How much more of the World Bank (WB)'s costly poison can Mauritius afford to take? I don't know about you guys but I find the WB's "stick" Port Louis toll aimed at the "carrot" bus way in line with its long tradition of disconnect from the real world. It's not mere drivel, it's drivel upon stilts!

Good Idea

I totally agree that there should be a commission of enquiry on the Bank of Mauritius. Absolutely. Rama Sithanen and Ramesh Basant Roi have to explain to us why they issued a fatwa on our rupee in the second half of 2006 and that in spite of the record FDI that the finance minister was bragging about.

It would also be a good occasion for them to tell lepep admirab what were their 'accepted range of the rate of inflation during a given period consistent with the pursuit of the price stability objective' as stipulated by the law since Sithanen started counting the beans again in July 2005.

And we can understand why MPs Bundhoo, Varma and Dayal are so insistent about all of this. Indeed, the unconstitutional DPM has created so much inflation during the past 3 years that they are already dreading the answer of their voters in 2010 to the question: 'Are you better off than you were five years ago?'.

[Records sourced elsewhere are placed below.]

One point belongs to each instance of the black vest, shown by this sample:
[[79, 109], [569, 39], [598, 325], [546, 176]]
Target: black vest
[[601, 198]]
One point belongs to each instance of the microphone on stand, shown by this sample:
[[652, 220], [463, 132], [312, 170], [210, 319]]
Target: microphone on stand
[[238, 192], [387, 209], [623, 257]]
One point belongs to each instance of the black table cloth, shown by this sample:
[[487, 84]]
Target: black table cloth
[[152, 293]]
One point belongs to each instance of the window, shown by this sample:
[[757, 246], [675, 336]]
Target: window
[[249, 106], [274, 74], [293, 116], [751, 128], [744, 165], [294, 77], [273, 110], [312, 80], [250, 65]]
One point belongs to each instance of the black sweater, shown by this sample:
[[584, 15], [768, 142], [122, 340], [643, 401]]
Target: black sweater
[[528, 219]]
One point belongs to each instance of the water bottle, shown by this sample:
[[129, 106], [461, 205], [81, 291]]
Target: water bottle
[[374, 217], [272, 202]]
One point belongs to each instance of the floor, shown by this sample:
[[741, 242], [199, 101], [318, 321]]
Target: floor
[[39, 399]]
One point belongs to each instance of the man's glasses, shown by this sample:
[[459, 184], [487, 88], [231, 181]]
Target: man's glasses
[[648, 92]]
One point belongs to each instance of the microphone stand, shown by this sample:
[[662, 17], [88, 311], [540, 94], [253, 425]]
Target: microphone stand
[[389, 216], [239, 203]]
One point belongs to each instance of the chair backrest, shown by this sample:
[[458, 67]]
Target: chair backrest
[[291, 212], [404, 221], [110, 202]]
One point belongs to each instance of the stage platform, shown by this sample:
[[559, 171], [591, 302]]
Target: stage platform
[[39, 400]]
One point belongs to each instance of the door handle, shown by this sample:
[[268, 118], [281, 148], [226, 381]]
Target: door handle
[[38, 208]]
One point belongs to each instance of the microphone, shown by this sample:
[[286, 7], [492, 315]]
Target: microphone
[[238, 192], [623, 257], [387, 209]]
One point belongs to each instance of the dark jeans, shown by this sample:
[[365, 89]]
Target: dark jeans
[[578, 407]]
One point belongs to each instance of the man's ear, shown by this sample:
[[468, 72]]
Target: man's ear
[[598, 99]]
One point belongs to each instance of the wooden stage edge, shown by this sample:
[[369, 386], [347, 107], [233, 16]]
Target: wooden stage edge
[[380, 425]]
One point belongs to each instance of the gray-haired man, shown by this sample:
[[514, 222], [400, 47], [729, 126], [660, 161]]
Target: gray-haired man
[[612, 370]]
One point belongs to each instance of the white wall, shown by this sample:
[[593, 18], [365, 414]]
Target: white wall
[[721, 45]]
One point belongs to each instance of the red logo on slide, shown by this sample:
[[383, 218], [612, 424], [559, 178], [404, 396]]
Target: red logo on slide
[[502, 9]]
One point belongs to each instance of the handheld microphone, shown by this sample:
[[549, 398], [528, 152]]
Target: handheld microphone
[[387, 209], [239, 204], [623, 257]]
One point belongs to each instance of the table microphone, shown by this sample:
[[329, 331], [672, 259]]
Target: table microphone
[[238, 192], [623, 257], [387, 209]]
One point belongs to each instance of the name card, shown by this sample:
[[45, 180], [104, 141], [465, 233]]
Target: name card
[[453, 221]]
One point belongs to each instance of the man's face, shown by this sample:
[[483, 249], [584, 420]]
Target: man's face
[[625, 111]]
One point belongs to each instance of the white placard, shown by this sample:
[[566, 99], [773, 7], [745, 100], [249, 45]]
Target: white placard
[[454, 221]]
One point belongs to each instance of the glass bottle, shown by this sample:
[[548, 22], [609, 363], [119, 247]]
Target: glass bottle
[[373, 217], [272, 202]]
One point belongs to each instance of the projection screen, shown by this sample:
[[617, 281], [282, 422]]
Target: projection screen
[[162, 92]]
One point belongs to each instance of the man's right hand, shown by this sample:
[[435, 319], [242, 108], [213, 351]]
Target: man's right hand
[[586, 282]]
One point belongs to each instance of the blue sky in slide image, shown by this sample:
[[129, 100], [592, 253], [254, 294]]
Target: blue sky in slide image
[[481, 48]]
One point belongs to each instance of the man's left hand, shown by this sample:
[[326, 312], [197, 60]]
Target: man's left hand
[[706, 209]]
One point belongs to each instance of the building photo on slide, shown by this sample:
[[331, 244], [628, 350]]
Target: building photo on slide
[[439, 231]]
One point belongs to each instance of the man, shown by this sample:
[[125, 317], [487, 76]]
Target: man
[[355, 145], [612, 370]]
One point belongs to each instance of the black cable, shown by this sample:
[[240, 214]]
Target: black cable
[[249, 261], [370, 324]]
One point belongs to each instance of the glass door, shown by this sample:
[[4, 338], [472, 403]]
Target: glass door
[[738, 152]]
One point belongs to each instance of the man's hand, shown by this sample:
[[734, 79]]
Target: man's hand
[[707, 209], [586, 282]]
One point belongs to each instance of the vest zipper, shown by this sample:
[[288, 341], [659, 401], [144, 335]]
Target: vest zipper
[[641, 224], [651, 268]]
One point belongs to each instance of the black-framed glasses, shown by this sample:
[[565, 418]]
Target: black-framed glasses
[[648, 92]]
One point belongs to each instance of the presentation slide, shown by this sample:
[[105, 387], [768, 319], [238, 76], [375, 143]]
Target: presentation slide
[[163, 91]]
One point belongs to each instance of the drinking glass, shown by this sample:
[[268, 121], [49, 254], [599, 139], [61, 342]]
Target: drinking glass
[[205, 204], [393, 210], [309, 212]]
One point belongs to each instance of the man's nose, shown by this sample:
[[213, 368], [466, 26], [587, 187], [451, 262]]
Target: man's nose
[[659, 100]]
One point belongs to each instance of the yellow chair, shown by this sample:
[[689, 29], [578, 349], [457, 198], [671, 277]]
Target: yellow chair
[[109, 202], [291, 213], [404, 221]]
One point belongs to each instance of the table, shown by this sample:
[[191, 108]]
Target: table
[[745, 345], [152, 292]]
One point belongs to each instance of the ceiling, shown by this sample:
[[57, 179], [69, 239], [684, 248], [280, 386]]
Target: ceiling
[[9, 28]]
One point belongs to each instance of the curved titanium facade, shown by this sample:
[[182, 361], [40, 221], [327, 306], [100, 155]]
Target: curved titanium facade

Wednesday, August 27, 2008

Telling you Something you Know Already

One item on BBC's news bar this evening was that the World Bank has revised its estimate of how many people are poor in the world from 1 billion to 1.4 billion. That's only 400 million more people or 40% of the previous estimate. Compare that to Sithanen's announcement (paragraph 216 of the 2008-09 budget) that there are 7,157 families living in extreme poverty in Mauritius. Don't you just love the guy's precision? More seriously, to win the battle against poverty we first have to stop the advance of this plague. That's kind of easy: one of the 3 DPMs has to stop showing up at his office.

Saturday, August 23, 2008

What Now

SAJ will not be offered another term as President by Ramgoolam because that will have little bearing on what is optimal for Pravind Jugnauth: share the post of PM with the MMM. Ramgoolam still has a few windows of opportunity of staying on as PM after 2010 left but Sithanen is in a hurry to close each one of them.